D'altra parte, questa Suprema Corte, nel ribadire che l'art. 2935 c.c., allorquando stabilisce che la prescrizione comincia a decorrere dal giorno in cui il diritto può essere fatto valere, si riferisce soltanto alla possibilità legale di esercizio dello stesso, e quindi agli impedimenti di ordine giuridico, e non già a quelli di mero fatto, includendo tra questi ultimi anche l'ignoranza, da parte del titolare, dell'esistenza del diritto, fa salva l'ipotesi in cui l'ignoranza sia imputabile al comportamento doloso della controparte (sent. n. 9291/97 e n. 4235/96); come si verifica appunto nel caso contemplato dall'art. 463 n. 6 c.c.
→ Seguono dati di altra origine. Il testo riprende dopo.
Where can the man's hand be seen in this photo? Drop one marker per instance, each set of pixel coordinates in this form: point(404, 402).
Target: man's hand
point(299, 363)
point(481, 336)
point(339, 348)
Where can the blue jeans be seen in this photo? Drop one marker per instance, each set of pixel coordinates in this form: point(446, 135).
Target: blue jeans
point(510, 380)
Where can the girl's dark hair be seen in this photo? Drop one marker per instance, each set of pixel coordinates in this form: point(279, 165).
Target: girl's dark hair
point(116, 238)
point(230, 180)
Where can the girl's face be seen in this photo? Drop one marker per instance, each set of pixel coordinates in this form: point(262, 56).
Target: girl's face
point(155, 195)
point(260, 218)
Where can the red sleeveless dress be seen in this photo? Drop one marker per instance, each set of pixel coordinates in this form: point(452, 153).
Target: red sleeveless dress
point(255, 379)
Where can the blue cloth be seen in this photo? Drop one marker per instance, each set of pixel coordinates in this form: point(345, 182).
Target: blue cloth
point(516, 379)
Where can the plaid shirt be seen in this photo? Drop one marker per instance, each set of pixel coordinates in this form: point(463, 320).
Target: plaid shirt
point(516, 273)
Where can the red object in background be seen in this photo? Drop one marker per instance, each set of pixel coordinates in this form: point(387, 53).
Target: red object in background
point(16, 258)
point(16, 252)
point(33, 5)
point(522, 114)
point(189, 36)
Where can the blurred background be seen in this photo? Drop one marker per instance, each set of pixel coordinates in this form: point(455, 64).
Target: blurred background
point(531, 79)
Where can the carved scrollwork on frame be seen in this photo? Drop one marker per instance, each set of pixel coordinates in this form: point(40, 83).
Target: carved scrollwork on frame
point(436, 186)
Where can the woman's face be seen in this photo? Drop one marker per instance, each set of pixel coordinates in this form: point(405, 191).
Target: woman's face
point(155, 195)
Da. considerazioni che precedono discende che, non potendosi ritenere che in tutti i casi di formazione di testamento falso o di uso cosciente dello stesso da parte dei chiamato all'eredità, la prescrizione dell'azione di indegnità cominci a decorrere dalla data dell'apertura della successione, il secondo motivo del ricorso, con cui è stata censurata la statuizione della corte territoriale sul punto, deve essere accolto, con conseguente cassazione della sentenza e rinvio della causa ad altra sezione della stessa corte di appello, la quale si uniformerà al seguente principio di diritto:
nell'ipotesi di azione di indegnità di cui all'art. 463 n. 6 c.c., la prescrizione comincia a decorrere dai giorno in cui al soggetto legittimato a proporla si palesano indici oggettivamente univoci, che, esaminati e valutati in sede di merito con riferimento alla concreta fattispecie, siano tali da ingenerare, in una persona di normale diligenza, da un lato, la ragionevole certezza che altri, in forza di un testamento, che si ha motivo di ritenere falso, pretenda di essere erede del de cuius e si qualifichi e comporti come tale; e, dall'altro, e correlativamente, la consapevolezza del proprio diritto a conseguire l'eredità (o il legato) in luogo dell'indegno ". il terzo motivo, prima che infondato, è inammissibile, non risultando che l'appellante abbia proposto specificamente, con l'appello, la questione della "prevalenza" del giudicato penale formatosi sulla sentenza del tribunale di Parma del 30.10.1986, con cui era stato ritenuto falso il testamento del 29.7.1977, su quello civile, formatosi con la sentenza della corte di appello di Bologna del 17.1.1984, passata in giudicato il 7.2.1987, e, pertanto, non e riscontrabile nella decisione della corte la denunciata violazione di legge.

Si osserva, ad ogni buon conto, che la censura è priva di pregio, diverso essendo il thema decidendum dei due giudizi e non potendo derivare, quindi, dal giudicato penale, con il quale sarebbe stato accertato che lo "scritto aveva subito interpolazioni apocrife", di cui era stato ritenuto responsabile l'imputato Bo. (così nel ricorso), la caducazione del giudicato civile, con il quale sì era deciso che "Bo.Gi. è unico erede di Ta.Ma. in forza del testamento olografo del 15 ottobre 1974 " (così sempre nel ricorso); altro essendo il mezzo processuale previsto dalla legge per risolvere il contrasto tra giudicati (art. 395 n. 5 c.p.c.), che pure risulta esperito, ancorché vanamente, dall'odierna ricorrente. La decisione è nel dispositivo che segue.

P.Q.M.

La Corte rigetta il primo ed il secondo motivo, accoglie il secondo, cassa la sentenza impugnata in relazione al motivo accolto e rinvia, anche per le spese, ad altra sezione della corte di appello di Bologna.